Она противно захихикала, довольная своими словами.
– Ведь я нарочно все время повторяю, что ты жестоко обращался с миссис Гамильтон. Эмили просто бесится, когда слышит такое. Вот почему я это говорю. Чтобы ее позлить, ясно?
Стараясь не давать особенно расцвести надежде, которая, как он ясно понимал, практически ни на чем не основана, Джон спросил:
– Но ведь ты утверждаешь, что и Линда тоже плохая?
Анжела облизала пальцы и вздохнула, посмотрела на бутерброд и стала отщипывать от него маленькие кусочки.
– Миссис Гамильтон и правда плохая… Врунья, обманщица и воровка…
– Воровка? Почему воровка?
Он увидел в неясном свете свечи, как девочка презрительно сморщила нос.
– Она тайком, крадучись, пробиралась в дом Фишеров, когда они уезжали. Так делают только бесчестные воровки, верно? Это очень-очень плохо. Когда люди уехали, нельзя забираться к ним в дом. Все про это знают.
– Откуда ты знаешь, что она забиралась к Фишерам?

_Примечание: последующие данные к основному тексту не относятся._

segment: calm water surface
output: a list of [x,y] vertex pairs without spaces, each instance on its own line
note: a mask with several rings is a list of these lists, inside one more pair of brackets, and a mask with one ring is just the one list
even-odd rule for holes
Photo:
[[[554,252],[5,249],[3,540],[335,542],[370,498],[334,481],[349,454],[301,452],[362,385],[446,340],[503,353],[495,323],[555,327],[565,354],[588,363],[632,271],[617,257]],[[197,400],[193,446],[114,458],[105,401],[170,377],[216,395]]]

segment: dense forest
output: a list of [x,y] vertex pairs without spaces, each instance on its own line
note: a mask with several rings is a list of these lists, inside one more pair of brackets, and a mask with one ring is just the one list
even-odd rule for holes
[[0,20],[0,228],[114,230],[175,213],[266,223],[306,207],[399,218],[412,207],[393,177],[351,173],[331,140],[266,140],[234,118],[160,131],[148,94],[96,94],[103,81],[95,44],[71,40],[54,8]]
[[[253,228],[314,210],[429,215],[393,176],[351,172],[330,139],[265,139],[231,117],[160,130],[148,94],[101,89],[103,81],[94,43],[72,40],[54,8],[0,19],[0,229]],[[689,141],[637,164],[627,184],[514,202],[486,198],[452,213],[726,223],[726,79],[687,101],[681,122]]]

– Я сама видела, как она от них выходила. Она и еще какой-то дяденька. Я шла по дороге и все видела. Он первым вышел, сел в машину и укатил, а потом вышла миссис Гамильтон. Она сразу заметила меня и понадеялась, что я ее не вижу, н-у и попыталась снова спрятаться за дверью дома. Вот тогда я и сообразила, что она сделала что-то дурное. Иначе, чего бы ей прятаться, верно? Я подошла к ней и громко, поздоровалась. Тут уж ей некуда было деваться, она пошла мне навстречу и стала улыбаться во весь рот и говорить разные ласковые слова; только глаза у нее были злые-презлые. Ох, она очень хитрая воровка!
Анжела отправила в рот остаток белой булки с вареньем и прижала к губам бутылку с колой.
Джон смотрел на нее, чувствуя, как у него пульсирует кровь. Линда с мужчиной, в пустом доме Фишеров? Можно ли этому поверить, или же это очередное злое измышление Анжелы?
– Когда это было, Анжела?
Она метнула на него хитроватый взгляд своих черных бусинок-глаз.
– Две недели и два дня назад. Я считала каждый прошедший день, думая «завтра она мне ее непременно принесет», – но она мне так ничего не подарила, хотя тогда и пообещала.
– Что пообещала?
– Браслетку.
Анжела подняла кверху руку, кокетливо любуясь– воображаемым украшением.
– Золотую браслетку с маленькими висюльками с моим именем: «Анжела». Такие шарики или яички, с золотыми буквами на золотеньких цепочках. Они так красиво звенят. А и Н, Ж и Е, Л и снова А. Всего, понимаете, шесть подвесок. А у Линды их было только пять. Красота!
– Почему она обещала подарить тебе такой браслет?
– Потому что у нее у самой был точно такой же, и он мне страшно понравился. Она стояла на пороге и все мне улыбалась, – улыбалась. А я сказала: «Очень плохо ходить в чужой дом в отсутствии хозяев!» – она согласилась: «Да, это нехорошо. Но только, Анжела, я не была там без спросу. Фишеры сами попросили меня следить за порядком в их доме. Вот я и приходила проверить, как тут дела».